Immer wieder machen wir Pausen, lassen ihn Cola und Wasser trinken, Snickers und Energieriegel essen. Kurz scheint er nochmal abzubauen, doch dann kommt die Farbe ins Gesicht zurück.
Zurück im Base Camp verordnen wir ihm noch viel zu trinken und zeigen unser Zelt für den Fall der Fälle. Danach schlafen wir alle etwa 4 Stunden. Beim Abendessen langt Avind gut zu. Gefahr gebannt.
Unsere Theorie hat sich bewahrheitet, er war einfach im krassen Unterzucker, Übermüdet, Überfordert und Dehydriert. Das reicht schon Allemale, um sich am Berg in Gefahr zu befinden. Trotzdem sind wir froh, dass es "nur" das war. AMS kann um einiges schlimmer ausgehen.

Der Rückweg am nächsten Tag ist unspektakulär.
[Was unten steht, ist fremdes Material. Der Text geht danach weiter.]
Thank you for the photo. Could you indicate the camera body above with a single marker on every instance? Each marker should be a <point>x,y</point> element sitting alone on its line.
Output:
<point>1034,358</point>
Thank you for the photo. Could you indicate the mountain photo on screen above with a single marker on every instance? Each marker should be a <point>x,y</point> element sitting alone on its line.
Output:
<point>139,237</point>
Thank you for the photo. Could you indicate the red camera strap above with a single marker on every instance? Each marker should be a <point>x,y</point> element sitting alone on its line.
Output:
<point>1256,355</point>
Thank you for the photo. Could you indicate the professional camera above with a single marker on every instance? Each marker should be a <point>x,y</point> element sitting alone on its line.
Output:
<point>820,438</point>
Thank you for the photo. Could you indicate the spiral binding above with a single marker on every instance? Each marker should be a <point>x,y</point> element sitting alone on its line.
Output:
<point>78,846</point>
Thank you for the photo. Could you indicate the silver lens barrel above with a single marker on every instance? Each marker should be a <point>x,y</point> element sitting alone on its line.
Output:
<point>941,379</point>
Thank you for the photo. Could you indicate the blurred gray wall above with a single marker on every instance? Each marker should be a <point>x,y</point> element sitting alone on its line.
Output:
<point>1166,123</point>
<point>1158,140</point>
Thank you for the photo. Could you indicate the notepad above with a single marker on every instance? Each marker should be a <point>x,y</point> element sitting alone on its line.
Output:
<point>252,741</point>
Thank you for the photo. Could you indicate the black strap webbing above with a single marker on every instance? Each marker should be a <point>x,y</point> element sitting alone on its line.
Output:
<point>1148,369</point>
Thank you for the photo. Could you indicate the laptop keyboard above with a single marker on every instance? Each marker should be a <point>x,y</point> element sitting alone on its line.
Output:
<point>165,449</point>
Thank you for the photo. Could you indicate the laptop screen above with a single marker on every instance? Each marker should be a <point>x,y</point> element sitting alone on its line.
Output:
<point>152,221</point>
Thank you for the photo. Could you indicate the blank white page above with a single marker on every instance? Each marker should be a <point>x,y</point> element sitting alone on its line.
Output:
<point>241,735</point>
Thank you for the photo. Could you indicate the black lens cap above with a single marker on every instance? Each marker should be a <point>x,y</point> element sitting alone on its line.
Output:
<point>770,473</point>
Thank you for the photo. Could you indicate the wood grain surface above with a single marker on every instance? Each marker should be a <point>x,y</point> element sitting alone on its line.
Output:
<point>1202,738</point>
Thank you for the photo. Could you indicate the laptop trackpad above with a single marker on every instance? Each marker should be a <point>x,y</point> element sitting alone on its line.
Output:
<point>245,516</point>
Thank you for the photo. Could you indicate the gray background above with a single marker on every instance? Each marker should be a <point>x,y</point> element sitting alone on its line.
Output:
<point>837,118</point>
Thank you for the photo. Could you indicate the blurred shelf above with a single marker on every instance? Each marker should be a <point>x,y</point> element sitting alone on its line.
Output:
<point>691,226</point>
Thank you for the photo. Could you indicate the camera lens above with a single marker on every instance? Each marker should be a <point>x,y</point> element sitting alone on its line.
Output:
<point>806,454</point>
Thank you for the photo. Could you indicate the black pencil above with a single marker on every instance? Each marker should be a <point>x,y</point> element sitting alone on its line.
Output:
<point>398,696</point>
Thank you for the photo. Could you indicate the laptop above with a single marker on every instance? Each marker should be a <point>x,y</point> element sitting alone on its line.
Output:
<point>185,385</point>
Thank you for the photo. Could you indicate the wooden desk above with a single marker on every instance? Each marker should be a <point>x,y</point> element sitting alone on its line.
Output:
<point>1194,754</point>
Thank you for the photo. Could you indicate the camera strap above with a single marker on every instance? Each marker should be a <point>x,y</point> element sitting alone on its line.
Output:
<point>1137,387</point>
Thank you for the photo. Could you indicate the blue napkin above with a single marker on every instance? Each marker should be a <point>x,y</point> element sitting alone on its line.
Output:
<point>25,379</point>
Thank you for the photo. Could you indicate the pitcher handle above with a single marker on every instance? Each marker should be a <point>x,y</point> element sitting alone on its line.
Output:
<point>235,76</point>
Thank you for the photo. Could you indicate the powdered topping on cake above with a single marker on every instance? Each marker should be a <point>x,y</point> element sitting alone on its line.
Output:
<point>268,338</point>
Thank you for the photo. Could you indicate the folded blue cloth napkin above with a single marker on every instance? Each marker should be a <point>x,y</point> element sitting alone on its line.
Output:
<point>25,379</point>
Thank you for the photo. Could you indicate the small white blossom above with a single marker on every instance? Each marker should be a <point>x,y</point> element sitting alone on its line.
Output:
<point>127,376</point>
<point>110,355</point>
Es kommen uns nur richtig viele Wanderer und Pferdekarawanen entgegen. Im Base Camp wird es wieder voller werden.



Wir sind stolz auf unsere erste gemeinsame Bergbesteigung über 6000. Das Ereignis mit Avind hat dem Ganzen aber einen neuen Aspekt verliehen: Tobias und ich kennen jeweils unsere Geschwindigkeit. Wir würden es merken, wenn einer von uns unverhältnismäßig langsam wird. Wir wissen, dass ich im der Höhe grundsätzlich kalte Füße habe und einen Ruhepuls um die 60, ohne dass es problematisch wird, dass das aber bei Tobias kein gutes Zeichen wäre.

Wenn du alleine am Berg bist und etwas schief geht, kannst du froh sein, wenn dir Fremde versuchen zu helfen. Dennoch fehlen ihnen Informationen, wenn du sie nicht hast, nicht mitteilen kannst oder nicht wahrnimmst. Mit Freunden am Berg hat man eine gute Kontrolle, kann sich gegenseitig checken. Letztendlich gilt aber, wie beim Yoga die Woche zuvor: You are your own Master.